Answering the question, “Why the DISCOs cannot clear their dues to IPPs?” helps in understanding the Gordian knot of circular debt. DISCOs are unable to clear their dues mainly due to huge line losses caused by primitive distribution system, electricity theft & partial recovery against utility bills, and most importantly due to delay in tariff notification National Electric Power Regulatory Authority (NEPRA) and subsidy payment agreed by government. The disastrous impact of this delay is not just in terms of opportunity cost. As such, it is woefully inadequate that the growing burden of the state’s inability to reform and recover for the power consumed is borne by compliant consumers. The repercussion is that with every IMF program and upwards revision in power tariffs, new surcharges and fees are added to already overburdened compliant consumers besides it is pertinent to mention the plight of E & P companies and refineries which had used their own cash to finance the liquidity crunch since they stood at the very top of this totem pole – energy supply chain. Consequently, this affects their growth strategies; which is likely to handicap state’s ability to meet its future energy needs.

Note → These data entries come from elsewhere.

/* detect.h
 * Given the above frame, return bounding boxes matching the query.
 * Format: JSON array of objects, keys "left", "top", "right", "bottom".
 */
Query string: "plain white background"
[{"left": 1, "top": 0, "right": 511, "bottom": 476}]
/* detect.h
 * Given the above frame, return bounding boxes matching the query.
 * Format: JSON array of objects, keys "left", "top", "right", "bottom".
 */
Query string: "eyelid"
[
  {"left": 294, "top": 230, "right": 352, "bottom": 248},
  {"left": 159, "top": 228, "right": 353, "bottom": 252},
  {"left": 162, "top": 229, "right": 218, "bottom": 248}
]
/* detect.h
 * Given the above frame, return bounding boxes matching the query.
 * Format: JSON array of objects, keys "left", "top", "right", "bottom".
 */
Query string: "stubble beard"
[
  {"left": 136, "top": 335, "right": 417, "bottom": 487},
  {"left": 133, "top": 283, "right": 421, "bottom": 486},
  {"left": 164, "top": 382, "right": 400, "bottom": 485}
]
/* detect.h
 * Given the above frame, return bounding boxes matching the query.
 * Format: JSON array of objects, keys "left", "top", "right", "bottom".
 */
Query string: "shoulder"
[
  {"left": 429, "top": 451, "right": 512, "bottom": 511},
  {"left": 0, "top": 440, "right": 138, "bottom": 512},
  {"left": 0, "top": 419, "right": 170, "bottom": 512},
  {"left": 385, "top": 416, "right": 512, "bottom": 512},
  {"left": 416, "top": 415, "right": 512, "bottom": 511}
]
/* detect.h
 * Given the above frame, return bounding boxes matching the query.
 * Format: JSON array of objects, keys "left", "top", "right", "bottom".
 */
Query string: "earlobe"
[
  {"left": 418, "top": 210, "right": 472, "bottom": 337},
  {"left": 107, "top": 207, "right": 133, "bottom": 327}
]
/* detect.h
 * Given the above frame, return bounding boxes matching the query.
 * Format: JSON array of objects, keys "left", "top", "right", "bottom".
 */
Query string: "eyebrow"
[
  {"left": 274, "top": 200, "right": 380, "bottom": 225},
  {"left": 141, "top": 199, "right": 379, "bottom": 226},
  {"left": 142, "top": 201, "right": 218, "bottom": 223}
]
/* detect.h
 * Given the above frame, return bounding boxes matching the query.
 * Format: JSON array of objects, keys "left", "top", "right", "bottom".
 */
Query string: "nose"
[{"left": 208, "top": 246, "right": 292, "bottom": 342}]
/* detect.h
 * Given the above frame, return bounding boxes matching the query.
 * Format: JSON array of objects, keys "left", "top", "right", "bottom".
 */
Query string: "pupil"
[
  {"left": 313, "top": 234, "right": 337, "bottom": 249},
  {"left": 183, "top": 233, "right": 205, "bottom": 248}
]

So, what is the magic bullet to overcome this dilemma? It’s need of the hour to introduce legislations and revise existing PPAs by incorporating aspects of competitive regulatory market structure with regard to power generation, transmission and distribution to the benefit of taxpayers, without dampening the investors’ confidence who stepped forward to the rescue of drowning power sector. The central government should control power losses, thefts and avoid duplication of efforts by working hand in glove with provinces and private partners in establishing law and order situation. Political think tanks should make efforts to divert fuel dependency of power plants to indigenous cheap renewable sources like solar, nuclear or wind, which would not only provide shield against foreign currency fluctuations but would also enhance the ability of state in meeting its growing future energy needs. Initially, the power plants were installed by anticipating the increased energy demand, however, targeted demand was not attained partly due to pandemic and inefficiencies of the state departments, so a well devised master plan needs to be implemented to stimulate domestic electricity demand by tapping true potential of manufacturing industry hence offsetting the adverse impact of fixed capacity payments. State departments need to come out of their ivory towers and demonstrate professionalism coupled with determination in cutting the Gordian knot of circular debt head-on rather than sweeping it under the rug. It’s never too late!!!